Bergvall took a deep dive into this project. One of the projects Shareability did with Cricket Wireless was called “Unexpected John Cena.”

“This was our second campaign for Cricket Wireless. They came to us and they said hey ‘What would you do if you could have John Cena for four hours?’ That was their brief, that’s all they had. Being who we are, we immediately set about starting our process and looking for data.”

At this shop, data rules everything. Bergvall went on, “For us, this starts with creative intelligence. We look at the world through a very different lens than most marketers. We look at it through content and audience. All marketers look at demographics but when we look at demographics, we look at a specific demographic and we investigate what they actually consume online. This is our way or figuring out what the Internet wants.”

Bergvall then shared specifically which data points sparked the John Cena campaign.

“For John Cena, there were tons and tons of wrestling videos that had millions of views. But when we looked beyond the views and started looking at real human engagement, there was this one anomaly that stood out to us. And it all started with a prank phone call.”

“This blew up on Vine…. back then, it was alive and well and Viners would take the idea of this prank call and put a twist on it.”

But this type of thinking isn’t always an easy sell.

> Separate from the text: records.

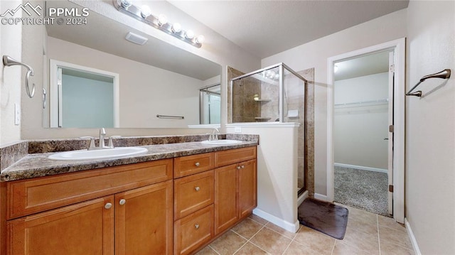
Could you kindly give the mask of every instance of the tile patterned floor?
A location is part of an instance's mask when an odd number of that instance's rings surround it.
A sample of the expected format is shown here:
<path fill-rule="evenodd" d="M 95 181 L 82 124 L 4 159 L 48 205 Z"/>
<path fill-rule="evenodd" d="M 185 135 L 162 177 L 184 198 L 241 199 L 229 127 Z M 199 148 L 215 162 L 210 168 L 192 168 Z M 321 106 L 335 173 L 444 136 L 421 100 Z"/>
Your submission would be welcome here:
<path fill-rule="evenodd" d="M 291 233 L 253 215 L 197 254 L 414 254 L 404 225 L 391 218 L 339 205 L 349 210 L 343 240 L 302 225 L 297 233 Z"/>

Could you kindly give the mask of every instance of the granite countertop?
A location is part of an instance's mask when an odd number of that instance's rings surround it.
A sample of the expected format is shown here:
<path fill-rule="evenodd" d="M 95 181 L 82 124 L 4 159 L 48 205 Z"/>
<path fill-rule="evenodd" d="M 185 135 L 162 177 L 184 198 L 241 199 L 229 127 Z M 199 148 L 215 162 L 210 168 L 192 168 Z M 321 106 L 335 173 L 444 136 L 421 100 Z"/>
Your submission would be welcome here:
<path fill-rule="evenodd" d="M 148 151 L 132 156 L 80 161 L 55 161 L 48 158 L 49 155 L 55 152 L 32 153 L 3 170 L 0 174 L 0 181 L 28 179 L 257 145 L 257 141 L 230 145 L 208 145 L 200 141 L 154 144 L 138 146 L 146 148 Z"/>

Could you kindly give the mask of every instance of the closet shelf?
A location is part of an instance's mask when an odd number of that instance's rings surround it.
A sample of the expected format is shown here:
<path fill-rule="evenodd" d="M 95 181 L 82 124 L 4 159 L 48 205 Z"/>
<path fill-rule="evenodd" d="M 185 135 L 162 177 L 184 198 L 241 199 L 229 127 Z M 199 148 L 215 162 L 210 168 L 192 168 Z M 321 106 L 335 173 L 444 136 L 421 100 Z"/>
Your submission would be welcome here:
<path fill-rule="evenodd" d="M 335 108 L 343 108 L 343 107 L 371 107 L 375 105 L 387 104 L 389 102 L 389 99 L 378 100 L 369 100 L 361 102 L 353 102 L 349 103 L 335 104 Z"/>

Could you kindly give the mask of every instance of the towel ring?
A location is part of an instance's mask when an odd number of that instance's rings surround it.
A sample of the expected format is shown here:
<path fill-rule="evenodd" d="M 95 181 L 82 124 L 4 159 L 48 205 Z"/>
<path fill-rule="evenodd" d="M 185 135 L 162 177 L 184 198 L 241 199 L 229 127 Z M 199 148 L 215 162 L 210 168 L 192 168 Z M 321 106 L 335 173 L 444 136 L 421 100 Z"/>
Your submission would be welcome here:
<path fill-rule="evenodd" d="M 3 64 L 5 66 L 11 65 L 22 65 L 27 68 L 28 71 L 26 74 L 26 92 L 28 97 L 32 98 L 35 95 L 35 84 L 31 86 L 31 91 L 30 90 L 30 86 L 28 86 L 28 80 L 31 76 L 33 76 L 33 69 L 28 65 L 17 61 L 11 57 L 4 55 L 3 55 Z"/>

Bergvall explains: “We get a lot of pushback on the way that we do things because there’s a lot of institutional knowledge that tells entertainment people that this is wrong. We’re breaking the rules, yes we are. We do this because it works.”

This thinking led the John Cena prank video to becoming one of the most viewed in the world.

“The data told us that this is what the internet wanted from John Cena,” Bergvall said.